Diferencia con la investigación de EE. UU.
El caso de Taiwán es independiente de la investigación de contrabando de varios miles de millones de dólares en EE. UU. En el caso de EE. UU., los fiscales alegan que el cofundador de Super Micro, Yih-Shyan “Wally” Liaw, ayudó a ejecutar un plan que utilizó una empresa intermediaria basada en el Sudeste Asiático para desviar servidores a China. Los fiscales alegan que la operación utilizó miles de servidores señuelo que no funcionaban durante las inspecciones para ocultar que las máquinas reales ya habían sido enviadas. También alegan que el grupo usó un secador de pelo para retirar y volver a colocar etiquetas y adhesivos con números de serie en servidores señuelo y cajas para engañar a los inspectores.
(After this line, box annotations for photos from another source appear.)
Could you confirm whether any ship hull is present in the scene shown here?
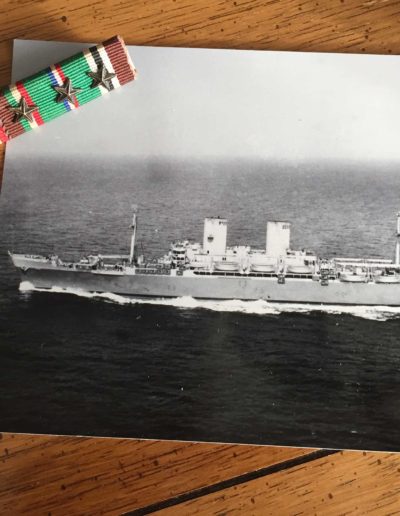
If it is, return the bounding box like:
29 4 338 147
15 268 400 306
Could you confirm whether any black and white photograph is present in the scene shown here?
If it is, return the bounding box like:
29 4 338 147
0 40 400 451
Enfoque de aplicación de Taiwán
Taiwán está utilizando delitos locales, como falsificación y fraude, para perseguir la presunta evasión de controles de exportación. Este enfoque replica la estrategia de aplicación de Singapur, donde las autoridades arrestaron a tres hombres en 2025 acusados de engañar a los proveedores de servidores sobre el destino final del hardware que primero se envió a Malasia. También han surgido casos similares en EE. UU. y Singapur relacionados con servidores de Super Micro, Dell y HPE, aunque las autoridades no han acusado a los fabricantes de servidores de conducta indebida.
Estos casos muestran que los centros de envío y transbordo están recurriendo a leyes penales locales para perseguir presuntas rutas de evasión de controles de exportación.